相変わらずその鼻に付くような余裕を隠そうともせず、自分こそ官軍といわんばかりに悠々と構えていた。
「生憎、勝負と名の付くものに背を向けるほど馬鹿じゃないんでね」
そう言って、俺はオルコットを見上げる。
オルコットの機体『ブルー・ティアーズ』。“青い雫”の名を冠するそれは、名前の通りに深い蒼を基調としたフレームに白のラインの入ったシャープなデザインのISだ。
特徴的なのは『フィン・アーマー』という4機の飛行ユニットで、特に彼女の肩に寄り添う一対のそれは当人の身長に達し得る巨大なものだ。
そして彼女の華奢な身体の先とは対照的に、脚部のアーマーは甲冑の脚絆のように分厚い。
それらをまとい佇むオルコットの様相は、鎧とマントで身を固めたファンタジーに登場する美麗の女騎士さながらであり、当人の気位の高さもあってその印象はより強くなる。
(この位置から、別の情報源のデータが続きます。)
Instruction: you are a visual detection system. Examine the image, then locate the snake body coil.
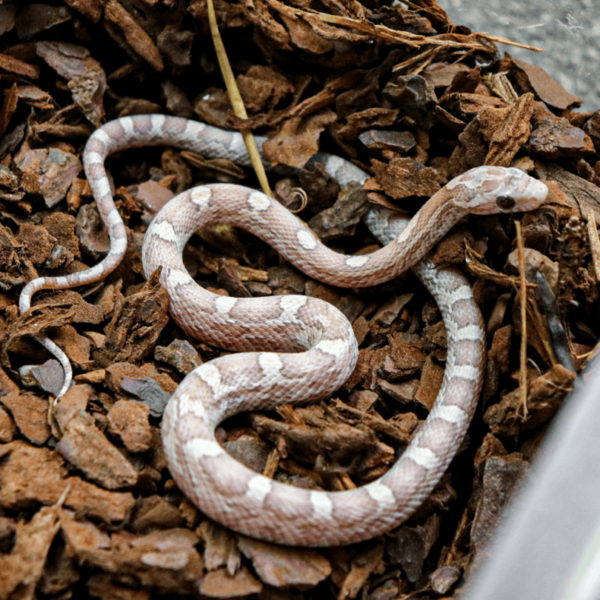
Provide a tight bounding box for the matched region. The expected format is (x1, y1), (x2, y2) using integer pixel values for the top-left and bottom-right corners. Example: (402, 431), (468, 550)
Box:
(20, 115), (547, 546)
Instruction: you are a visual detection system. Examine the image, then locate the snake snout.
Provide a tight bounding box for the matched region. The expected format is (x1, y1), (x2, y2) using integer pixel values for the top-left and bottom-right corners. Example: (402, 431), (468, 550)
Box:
(514, 174), (548, 211)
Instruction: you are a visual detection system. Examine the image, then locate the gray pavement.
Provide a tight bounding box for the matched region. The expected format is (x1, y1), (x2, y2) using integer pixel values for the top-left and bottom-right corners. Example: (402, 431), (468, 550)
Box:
(438, 0), (600, 111)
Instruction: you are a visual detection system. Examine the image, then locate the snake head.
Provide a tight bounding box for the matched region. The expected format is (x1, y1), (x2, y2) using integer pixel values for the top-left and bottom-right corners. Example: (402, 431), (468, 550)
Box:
(446, 167), (548, 215)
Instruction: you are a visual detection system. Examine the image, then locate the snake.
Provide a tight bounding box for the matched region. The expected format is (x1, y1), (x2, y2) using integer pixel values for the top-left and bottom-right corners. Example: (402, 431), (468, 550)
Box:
(19, 114), (548, 546)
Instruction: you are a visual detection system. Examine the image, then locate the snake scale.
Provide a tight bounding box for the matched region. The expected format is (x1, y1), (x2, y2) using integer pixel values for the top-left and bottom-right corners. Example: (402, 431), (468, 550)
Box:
(20, 115), (547, 546)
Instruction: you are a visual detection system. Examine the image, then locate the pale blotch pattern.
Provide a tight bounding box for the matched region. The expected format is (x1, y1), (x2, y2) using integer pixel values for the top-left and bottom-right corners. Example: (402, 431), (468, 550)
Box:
(310, 492), (333, 519)
(183, 438), (225, 458)
(90, 129), (111, 146)
(94, 178), (112, 198)
(215, 296), (237, 315)
(296, 229), (317, 250)
(258, 352), (283, 378)
(183, 121), (206, 139)
(178, 393), (206, 421)
(315, 340), (346, 356)
(366, 481), (396, 510)
(85, 152), (104, 165)
(107, 208), (123, 225)
(110, 236), (127, 254)
(119, 117), (135, 138)
(452, 365), (478, 379)
(402, 445), (440, 469)
(246, 475), (272, 504)
(196, 363), (221, 393)
(432, 404), (468, 425)
(190, 187), (212, 206)
(150, 115), (165, 137)
(279, 296), (308, 323)
(456, 325), (481, 341)
(248, 192), (271, 212)
(450, 285), (473, 304)
(151, 221), (177, 244)
(167, 269), (192, 287)
(346, 256), (369, 269)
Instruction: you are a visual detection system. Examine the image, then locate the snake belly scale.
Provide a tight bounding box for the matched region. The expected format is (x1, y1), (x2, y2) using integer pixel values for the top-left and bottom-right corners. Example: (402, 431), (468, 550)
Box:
(20, 115), (547, 546)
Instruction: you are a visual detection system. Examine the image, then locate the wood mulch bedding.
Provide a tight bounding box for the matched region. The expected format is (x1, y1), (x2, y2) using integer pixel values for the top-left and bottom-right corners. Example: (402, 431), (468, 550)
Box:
(0, 0), (600, 600)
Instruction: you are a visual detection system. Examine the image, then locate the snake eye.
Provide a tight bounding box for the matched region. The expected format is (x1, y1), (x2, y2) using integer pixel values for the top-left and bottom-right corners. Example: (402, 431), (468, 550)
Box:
(496, 196), (517, 210)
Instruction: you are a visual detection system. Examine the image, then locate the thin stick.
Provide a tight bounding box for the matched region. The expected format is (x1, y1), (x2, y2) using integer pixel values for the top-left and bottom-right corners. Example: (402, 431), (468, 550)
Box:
(515, 221), (527, 419)
(207, 0), (273, 196)
(588, 208), (600, 285)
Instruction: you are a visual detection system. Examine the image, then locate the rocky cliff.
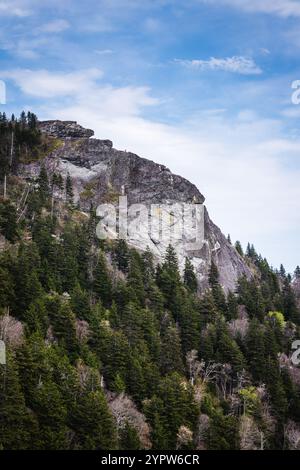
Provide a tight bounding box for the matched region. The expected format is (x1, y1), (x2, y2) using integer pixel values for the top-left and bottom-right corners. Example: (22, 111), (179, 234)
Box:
(20, 121), (251, 290)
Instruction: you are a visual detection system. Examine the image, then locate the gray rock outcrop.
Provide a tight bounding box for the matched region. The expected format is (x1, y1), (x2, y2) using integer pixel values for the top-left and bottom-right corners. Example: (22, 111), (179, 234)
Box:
(20, 121), (251, 290)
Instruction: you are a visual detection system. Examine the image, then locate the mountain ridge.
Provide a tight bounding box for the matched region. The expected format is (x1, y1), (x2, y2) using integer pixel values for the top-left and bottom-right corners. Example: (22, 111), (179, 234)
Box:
(19, 120), (252, 291)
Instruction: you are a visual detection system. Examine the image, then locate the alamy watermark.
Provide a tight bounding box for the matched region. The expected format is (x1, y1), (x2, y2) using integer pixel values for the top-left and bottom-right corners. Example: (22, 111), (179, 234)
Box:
(96, 196), (204, 251)
(0, 80), (6, 104)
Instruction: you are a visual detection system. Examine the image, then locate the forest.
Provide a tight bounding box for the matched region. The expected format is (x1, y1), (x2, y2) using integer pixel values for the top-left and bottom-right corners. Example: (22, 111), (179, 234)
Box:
(0, 113), (300, 450)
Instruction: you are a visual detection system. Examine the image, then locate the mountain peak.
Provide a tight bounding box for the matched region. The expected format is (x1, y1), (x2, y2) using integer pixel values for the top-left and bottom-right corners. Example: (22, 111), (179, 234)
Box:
(39, 119), (94, 139)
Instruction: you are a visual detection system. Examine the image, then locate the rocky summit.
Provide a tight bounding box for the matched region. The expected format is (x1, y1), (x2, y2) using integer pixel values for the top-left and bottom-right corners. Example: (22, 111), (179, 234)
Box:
(19, 120), (251, 291)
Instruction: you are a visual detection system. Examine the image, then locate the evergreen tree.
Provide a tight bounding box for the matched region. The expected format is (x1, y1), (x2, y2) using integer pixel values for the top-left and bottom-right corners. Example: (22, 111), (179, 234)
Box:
(183, 258), (198, 292)
(94, 251), (112, 307)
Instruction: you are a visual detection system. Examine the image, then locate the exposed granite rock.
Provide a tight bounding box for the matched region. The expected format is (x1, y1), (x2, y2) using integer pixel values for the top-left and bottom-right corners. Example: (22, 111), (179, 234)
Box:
(39, 120), (94, 139)
(20, 121), (251, 290)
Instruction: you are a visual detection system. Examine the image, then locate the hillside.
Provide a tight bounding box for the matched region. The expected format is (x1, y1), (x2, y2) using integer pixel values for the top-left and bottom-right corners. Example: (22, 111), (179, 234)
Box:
(0, 113), (300, 450)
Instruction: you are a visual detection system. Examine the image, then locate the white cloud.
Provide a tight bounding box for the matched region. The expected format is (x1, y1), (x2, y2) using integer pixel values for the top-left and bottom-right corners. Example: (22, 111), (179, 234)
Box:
(6, 70), (300, 269)
(197, 0), (300, 17)
(37, 19), (70, 33)
(175, 56), (262, 75)
(95, 49), (114, 55)
(1, 68), (102, 98)
(0, 0), (31, 18)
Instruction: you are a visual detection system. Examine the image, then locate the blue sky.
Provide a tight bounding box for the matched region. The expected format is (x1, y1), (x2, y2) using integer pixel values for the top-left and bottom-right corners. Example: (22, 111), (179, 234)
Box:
(0, 0), (300, 270)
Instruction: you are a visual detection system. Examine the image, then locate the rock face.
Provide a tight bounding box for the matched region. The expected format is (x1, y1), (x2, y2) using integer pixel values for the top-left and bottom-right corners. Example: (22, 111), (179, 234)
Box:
(39, 120), (94, 139)
(20, 121), (251, 290)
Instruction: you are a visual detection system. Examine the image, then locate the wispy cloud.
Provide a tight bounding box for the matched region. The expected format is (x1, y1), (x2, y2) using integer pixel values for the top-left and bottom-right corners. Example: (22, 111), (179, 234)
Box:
(95, 49), (114, 55)
(36, 18), (70, 34)
(0, 0), (31, 18)
(197, 0), (300, 17)
(175, 56), (262, 75)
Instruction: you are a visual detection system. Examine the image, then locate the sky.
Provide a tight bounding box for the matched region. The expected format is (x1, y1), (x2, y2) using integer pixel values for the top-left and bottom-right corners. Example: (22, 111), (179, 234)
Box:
(0, 0), (300, 272)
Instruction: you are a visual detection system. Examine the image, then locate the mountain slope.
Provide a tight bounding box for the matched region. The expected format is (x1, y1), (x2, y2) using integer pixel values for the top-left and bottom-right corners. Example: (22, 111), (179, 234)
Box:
(19, 121), (251, 290)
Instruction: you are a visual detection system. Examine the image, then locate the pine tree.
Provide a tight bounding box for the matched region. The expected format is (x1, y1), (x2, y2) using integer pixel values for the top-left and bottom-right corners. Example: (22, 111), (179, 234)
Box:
(120, 421), (141, 450)
(66, 173), (74, 204)
(0, 352), (37, 450)
(234, 241), (244, 257)
(93, 251), (112, 307)
(183, 257), (198, 292)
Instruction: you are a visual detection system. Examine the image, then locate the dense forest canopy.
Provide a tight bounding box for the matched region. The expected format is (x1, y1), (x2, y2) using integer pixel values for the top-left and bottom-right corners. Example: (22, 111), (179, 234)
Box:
(0, 113), (300, 450)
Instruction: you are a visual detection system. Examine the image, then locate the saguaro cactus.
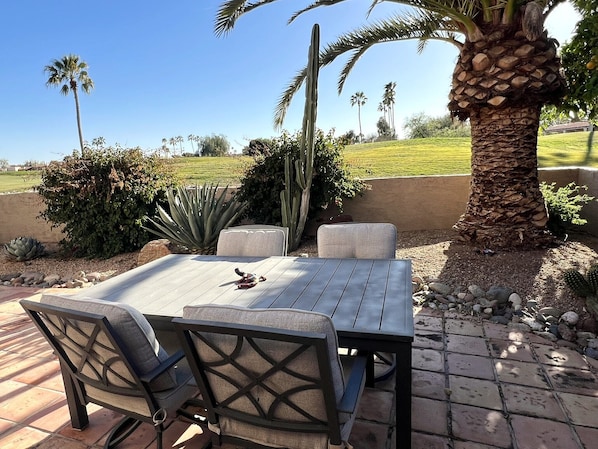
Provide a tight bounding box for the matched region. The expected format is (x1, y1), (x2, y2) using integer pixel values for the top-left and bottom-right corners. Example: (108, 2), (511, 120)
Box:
(280, 23), (320, 251)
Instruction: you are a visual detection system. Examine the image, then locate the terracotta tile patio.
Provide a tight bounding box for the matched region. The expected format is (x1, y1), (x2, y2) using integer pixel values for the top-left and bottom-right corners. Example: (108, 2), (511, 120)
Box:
(0, 286), (598, 449)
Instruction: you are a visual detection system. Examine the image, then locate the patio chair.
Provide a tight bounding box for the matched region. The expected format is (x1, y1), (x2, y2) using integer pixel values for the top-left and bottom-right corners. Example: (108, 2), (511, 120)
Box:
(173, 305), (366, 449)
(20, 295), (198, 449)
(317, 222), (397, 259)
(216, 228), (287, 257)
(317, 222), (397, 382)
(227, 224), (289, 256)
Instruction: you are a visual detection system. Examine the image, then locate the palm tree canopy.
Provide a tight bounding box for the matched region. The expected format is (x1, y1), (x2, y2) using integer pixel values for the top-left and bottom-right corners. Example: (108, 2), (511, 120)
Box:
(44, 54), (94, 95)
(215, 0), (565, 126)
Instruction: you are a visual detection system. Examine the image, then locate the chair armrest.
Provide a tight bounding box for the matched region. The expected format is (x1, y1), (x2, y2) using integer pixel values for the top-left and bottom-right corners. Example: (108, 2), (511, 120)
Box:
(141, 350), (185, 383)
(338, 355), (367, 413)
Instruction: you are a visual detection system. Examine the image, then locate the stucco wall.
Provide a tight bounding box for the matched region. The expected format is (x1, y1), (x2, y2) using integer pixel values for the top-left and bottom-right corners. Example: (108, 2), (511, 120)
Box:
(0, 167), (598, 243)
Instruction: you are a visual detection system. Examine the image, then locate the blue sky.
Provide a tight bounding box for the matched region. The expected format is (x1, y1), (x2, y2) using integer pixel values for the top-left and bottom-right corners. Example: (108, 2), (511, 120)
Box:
(0, 0), (577, 164)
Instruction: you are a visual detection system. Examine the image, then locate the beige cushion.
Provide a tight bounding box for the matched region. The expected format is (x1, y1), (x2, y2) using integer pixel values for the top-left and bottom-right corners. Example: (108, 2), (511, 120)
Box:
(317, 223), (397, 259)
(216, 228), (286, 257)
(40, 294), (177, 391)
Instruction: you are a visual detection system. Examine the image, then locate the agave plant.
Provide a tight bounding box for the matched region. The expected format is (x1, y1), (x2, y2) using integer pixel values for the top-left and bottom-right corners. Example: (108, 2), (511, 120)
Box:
(4, 237), (46, 262)
(143, 184), (247, 254)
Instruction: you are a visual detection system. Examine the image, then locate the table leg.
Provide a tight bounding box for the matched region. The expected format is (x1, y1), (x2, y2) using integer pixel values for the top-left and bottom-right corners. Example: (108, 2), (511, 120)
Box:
(60, 363), (89, 430)
(395, 342), (411, 448)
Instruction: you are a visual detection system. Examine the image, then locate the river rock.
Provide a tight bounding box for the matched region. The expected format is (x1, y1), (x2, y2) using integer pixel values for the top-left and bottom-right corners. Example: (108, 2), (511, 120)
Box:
(561, 310), (579, 326)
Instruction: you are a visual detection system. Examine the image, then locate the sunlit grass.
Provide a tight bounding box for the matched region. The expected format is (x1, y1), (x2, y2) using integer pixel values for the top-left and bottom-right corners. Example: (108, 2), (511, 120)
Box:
(0, 132), (598, 192)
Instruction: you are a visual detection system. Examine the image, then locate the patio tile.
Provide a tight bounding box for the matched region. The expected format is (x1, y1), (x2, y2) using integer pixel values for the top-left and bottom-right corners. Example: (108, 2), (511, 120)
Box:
(446, 334), (490, 356)
(0, 427), (50, 449)
(532, 344), (588, 369)
(357, 388), (394, 424)
(449, 376), (502, 410)
(574, 426), (598, 449)
(544, 365), (598, 396)
(413, 315), (442, 332)
(556, 393), (598, 428)
(451, 404), (512, 448)
(411, 370), (447, 400)
(411, 397), (448, 435)
(0, 383), (64, 420)
(444, 319), (484, 337)
(413, 329), (444, 350)
(494, 360), (550, 389)
(411, 348), (444, 372)
(489, 338), (536, 362)
(482, 321), (527, 342)
(414, 432), (452, 449)
(446, 352), (494, 380)
(454, 441), (506, 449)
(349, 421), (388, 449)
(501, 384), (566, 422)
(511, 415), (579, 449)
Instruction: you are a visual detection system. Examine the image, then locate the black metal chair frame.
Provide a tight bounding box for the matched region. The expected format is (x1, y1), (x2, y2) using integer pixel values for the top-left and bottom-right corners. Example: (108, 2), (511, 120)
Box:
(173, 318), (367, 448)
(20, 300), (184, 449)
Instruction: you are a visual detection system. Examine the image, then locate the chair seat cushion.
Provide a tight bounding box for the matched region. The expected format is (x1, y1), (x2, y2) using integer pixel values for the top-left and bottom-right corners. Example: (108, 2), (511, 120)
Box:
(40, 294), (177, 391)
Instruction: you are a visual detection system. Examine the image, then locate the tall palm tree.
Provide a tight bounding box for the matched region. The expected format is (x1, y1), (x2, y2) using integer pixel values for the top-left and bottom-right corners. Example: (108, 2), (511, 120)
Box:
(351, 92), (368, 142)
(215, 0), (565, 249)
(44, 54), (94, 152)
(382, 81), (397, 135)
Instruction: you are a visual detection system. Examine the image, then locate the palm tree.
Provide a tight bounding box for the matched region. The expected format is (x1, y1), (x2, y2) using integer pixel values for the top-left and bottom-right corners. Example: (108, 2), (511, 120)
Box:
(215, 0), (565, 249)
(44, 54), (94, 152)
(351, 92), (368, 142)
(382, 81), (397, 135)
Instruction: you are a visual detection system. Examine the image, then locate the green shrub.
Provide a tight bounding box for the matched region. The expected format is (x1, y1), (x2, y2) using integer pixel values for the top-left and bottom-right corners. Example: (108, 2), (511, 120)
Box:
(239, 130), (366, 225)
(38, 147), (175, 258)
(540, 182), (594, 237)
(144, 185), (246, 254)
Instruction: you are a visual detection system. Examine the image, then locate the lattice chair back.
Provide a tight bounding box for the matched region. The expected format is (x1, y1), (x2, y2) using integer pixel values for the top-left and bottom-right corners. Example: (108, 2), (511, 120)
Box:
(21, 295), (197, 448)
(174, 306), (365, 449)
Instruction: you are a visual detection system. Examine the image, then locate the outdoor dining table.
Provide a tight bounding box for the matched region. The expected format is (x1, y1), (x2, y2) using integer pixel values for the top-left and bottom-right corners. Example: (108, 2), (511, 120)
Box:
(69, 254), (414, 447)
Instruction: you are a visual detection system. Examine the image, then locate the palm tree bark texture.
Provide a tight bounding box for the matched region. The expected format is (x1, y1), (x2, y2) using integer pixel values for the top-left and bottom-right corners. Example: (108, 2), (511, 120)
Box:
(449, 27), (564, 248)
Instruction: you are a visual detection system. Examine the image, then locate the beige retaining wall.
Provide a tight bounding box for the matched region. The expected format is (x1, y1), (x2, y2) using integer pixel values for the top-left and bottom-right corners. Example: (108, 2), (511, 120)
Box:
(0, 167), (598, 243)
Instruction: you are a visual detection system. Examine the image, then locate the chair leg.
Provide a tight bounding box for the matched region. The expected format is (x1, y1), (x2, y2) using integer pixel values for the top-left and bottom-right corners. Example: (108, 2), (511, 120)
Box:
(104, 416), (142, 449)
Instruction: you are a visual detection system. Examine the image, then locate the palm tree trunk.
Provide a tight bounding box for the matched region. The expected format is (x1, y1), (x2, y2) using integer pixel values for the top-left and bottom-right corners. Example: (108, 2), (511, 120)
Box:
(454, 106), (553, 249)
(72, 86), (83, 154)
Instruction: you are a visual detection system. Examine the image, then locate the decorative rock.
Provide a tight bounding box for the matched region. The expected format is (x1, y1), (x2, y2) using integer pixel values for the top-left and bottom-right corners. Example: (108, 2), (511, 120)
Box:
(534, 331), (558, 341)
(488, 315), (510, 324)
(540, 304), (563, 317)
(467, 285), (486, 298)
(561, 310), (579, 326)
(509, 293), (522, 308)
(558, 323), (577, 341)
(137, 239), (176, 266)
(486, 286), (513, 304)
(583, 348), (598, 359)
(428, 282), (453, 295)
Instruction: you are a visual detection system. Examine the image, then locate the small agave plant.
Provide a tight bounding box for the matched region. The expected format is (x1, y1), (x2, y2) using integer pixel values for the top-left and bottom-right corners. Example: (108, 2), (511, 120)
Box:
(143, 184), (247, 254)
(4, 237), (46, 262)
(564, 264), (598, 319)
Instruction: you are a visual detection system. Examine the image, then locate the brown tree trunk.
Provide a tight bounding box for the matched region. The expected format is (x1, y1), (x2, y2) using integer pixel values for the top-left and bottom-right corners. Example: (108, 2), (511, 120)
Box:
(454, 105), (553, 249)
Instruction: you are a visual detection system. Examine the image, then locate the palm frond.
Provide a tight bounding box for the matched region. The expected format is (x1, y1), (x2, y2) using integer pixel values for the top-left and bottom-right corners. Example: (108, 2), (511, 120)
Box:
(287, 0), (345, 24)
(214, 0), (276, 36)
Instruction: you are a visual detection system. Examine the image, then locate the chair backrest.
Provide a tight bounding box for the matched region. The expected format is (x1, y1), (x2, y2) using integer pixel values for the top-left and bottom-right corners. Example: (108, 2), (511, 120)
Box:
(216, 228), (287, 257)
(317, 222), (397, 259)
(174, 305), (349, 449)
(227, 224), (289, 256)
(21, 295), (177, 420)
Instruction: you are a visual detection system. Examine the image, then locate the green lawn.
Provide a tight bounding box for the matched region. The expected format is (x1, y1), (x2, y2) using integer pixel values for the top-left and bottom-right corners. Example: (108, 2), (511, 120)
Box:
(0, 132), (598, 193)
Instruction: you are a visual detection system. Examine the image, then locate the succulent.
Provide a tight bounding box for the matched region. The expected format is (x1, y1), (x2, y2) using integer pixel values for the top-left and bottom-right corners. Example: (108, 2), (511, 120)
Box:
(4, 237), (46, 262)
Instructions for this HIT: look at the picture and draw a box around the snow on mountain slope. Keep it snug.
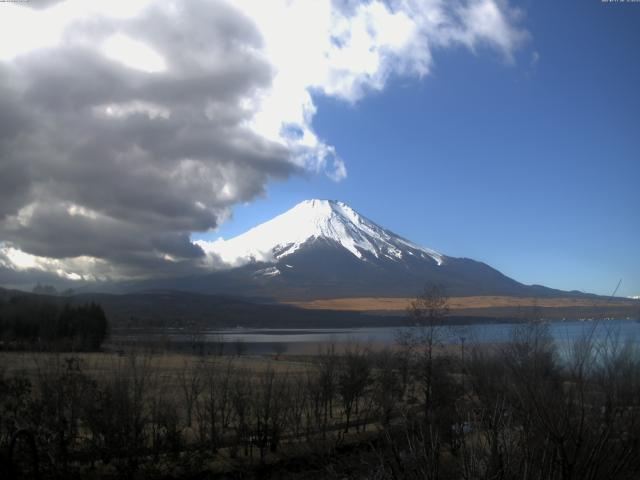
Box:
[195,200,444,266]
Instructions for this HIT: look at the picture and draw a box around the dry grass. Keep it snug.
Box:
[286,296,639,312]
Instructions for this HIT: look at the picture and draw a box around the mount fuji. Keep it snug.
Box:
[132,200,567,301]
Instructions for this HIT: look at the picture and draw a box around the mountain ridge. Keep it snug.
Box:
[131,199,600,301]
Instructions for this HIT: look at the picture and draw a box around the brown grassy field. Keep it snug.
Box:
[287,296,640,313]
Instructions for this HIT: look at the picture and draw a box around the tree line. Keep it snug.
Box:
[0,295,109,351]
[0,290,640,480]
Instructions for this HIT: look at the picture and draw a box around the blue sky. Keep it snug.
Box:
[0,0,640,295]
[208,0,640,295]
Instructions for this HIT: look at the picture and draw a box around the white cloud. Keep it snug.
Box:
[102,33,167,73]
[0,0,527,279]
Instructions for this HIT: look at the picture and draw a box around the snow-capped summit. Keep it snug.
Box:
[196,199,444,266]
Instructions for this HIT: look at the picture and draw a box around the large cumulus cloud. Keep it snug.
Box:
[0,0,525,279]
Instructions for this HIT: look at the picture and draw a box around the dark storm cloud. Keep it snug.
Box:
[0,0,297,275]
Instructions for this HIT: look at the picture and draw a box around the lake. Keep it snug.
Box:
[112,319,640,354]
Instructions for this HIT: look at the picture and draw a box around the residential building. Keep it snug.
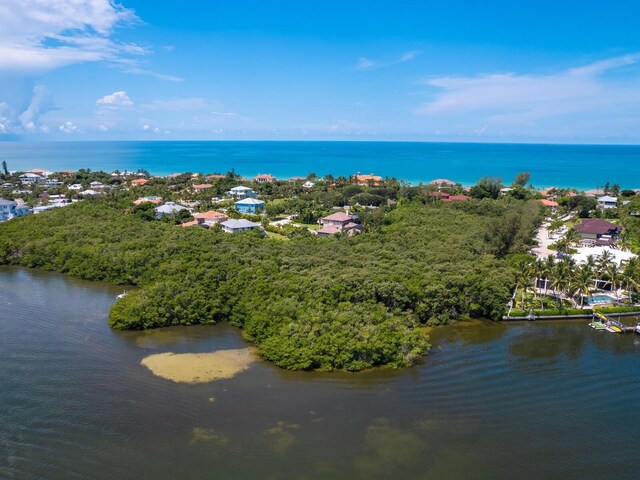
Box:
[316,212,362,237]
[133,195,163,205]
[0,198,31,222]
[355,172,382,187]
[575,218,622,245]
[253,173,276,183]
[129,178,149,187]
[193,183,213,193]
[598,195,618,210]
[154,202,189,219]
[235,198,264,214]
[20,173,45,185]
[220,218,260,233]
[228,185,256,200]
[193,210,229,227]
[427,178,457,188]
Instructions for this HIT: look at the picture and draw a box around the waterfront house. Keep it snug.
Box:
[154,202,189,219]
[575,218,622,245]
[220,218,260,233]
[193,210,229,227]
[228,185,256,200]
[253,173,276,183]
[427,178,457,188]
[235,198,264,214]
[133,195,163,205]
[598,195,618,210]
[355,172,382,187]
[19,173,45,185]
[0,198,31,222]
[193,183,213,193]
[129,178,149,187]
[584,188,607,198]
[539,198,559,213]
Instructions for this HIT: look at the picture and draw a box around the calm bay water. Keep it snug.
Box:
[0,268,640,480]
[0,141,640,189]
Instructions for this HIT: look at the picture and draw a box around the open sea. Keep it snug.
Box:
[0,141,640,189]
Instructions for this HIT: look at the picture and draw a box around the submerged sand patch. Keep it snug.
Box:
[140,348,255,383]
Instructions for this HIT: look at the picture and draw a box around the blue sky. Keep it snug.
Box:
[0,0,640,143]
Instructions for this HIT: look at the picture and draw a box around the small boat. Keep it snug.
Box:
[589,320,607,330]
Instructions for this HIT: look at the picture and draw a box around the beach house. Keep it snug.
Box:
[193,210,229,227]
[575,218,622,245]
[0,198,31,222]
[228,185,256,200]
[220,218,260,233]
[154,202,189,219]
[19,173,45,185]
[235,198,264,214]
[316,212,362,237]
[253,173,276,183]
[355,172,382,187]
[598,195,618,210]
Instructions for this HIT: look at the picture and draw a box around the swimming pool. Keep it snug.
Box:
[589,295,616,305]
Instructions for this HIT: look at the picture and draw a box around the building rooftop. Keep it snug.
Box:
[320,212,351,222]
[236,198,264,205]
[221,218,260,230]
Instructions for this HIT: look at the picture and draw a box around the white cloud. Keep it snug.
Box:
[0,0,181,80]
[415,54,640,131]
[58,122,81,133]
[356,50,420,70]
[142,97,207,112]
[96,91,133,108]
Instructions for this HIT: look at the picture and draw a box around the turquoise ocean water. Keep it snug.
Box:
[0,141,640,189]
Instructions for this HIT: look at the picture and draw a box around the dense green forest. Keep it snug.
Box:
[0,196,541,370]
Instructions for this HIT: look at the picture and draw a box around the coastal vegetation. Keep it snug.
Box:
[0,188,541,370]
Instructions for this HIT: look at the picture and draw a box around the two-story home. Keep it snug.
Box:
[253,173,276,183]
[154,202,189,219]
[575,218,622,245]
[598,195,618,210]
[0,198,31,222]
[228,185,256,200]
[220,218,260,233]
[235,198,264,214]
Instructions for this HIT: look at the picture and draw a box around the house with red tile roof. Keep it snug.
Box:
[253,173,276,183]
[131,178,149,187]
[355,172,382,187]
[193,183,213,193]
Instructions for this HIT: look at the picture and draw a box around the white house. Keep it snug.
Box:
[229,185,256,199]
[154,202,189,219]
[0,198,31,222]
[598,195,618,210]
[220,218,260,233]
[20,173,44,185]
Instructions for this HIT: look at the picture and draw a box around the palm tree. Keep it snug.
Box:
[571,264,593,308]
[515,257,533,311]
[552,259,573,307]
[605,262,621,300]
[620,257,640,304]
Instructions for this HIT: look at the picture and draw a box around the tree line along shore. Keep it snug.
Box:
[0,170,640,371]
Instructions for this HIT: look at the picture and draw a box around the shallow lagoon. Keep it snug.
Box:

《マスター、ブルー・ティアーズの操者が持ってる銃器だけど、六七口径特殊レーザーライフル《スターライトmkV》と一致したよ》
「そうか」
シルフィの言葉に、俺は視線を外さないまま小さく頷く。
元々ISは宇宙空間での活動を前提に作られており、原則として空中に浮いている。それにより自分の背丈より大きな武器を使うのは大して珍しくも無い。
そして、アリーナ・ステージの直径は200メートルと言ったところか……。射撃戦するにせよ、格闘戦するにせよ、十分な広さではあるわな。
「真行寺修夜、最後のチャンスをあげますわ」
オルコットは腰に当てた手を俺の方に、びっと人差し指を突き出した状態で向けてくる。左手に持っている銃は、余裕を表しているのか砲口が下がったままである。
「チャンス?」
「わたくしが一方的な勝利を得るのは自明の理。ですから、ボロボロの惨めな姿を晒したくなければ、今ここで謝るというのなら、許してあげないこともなくってよ」
《……拓海から聞いてたけど、ふざけた女だね…。知りもしない相手の実力を過小評価して、見下してる……》
戦闘開始の合図が出されてるため姿こそ出さないが、シルフィの声に怒りが込められているのはわかる。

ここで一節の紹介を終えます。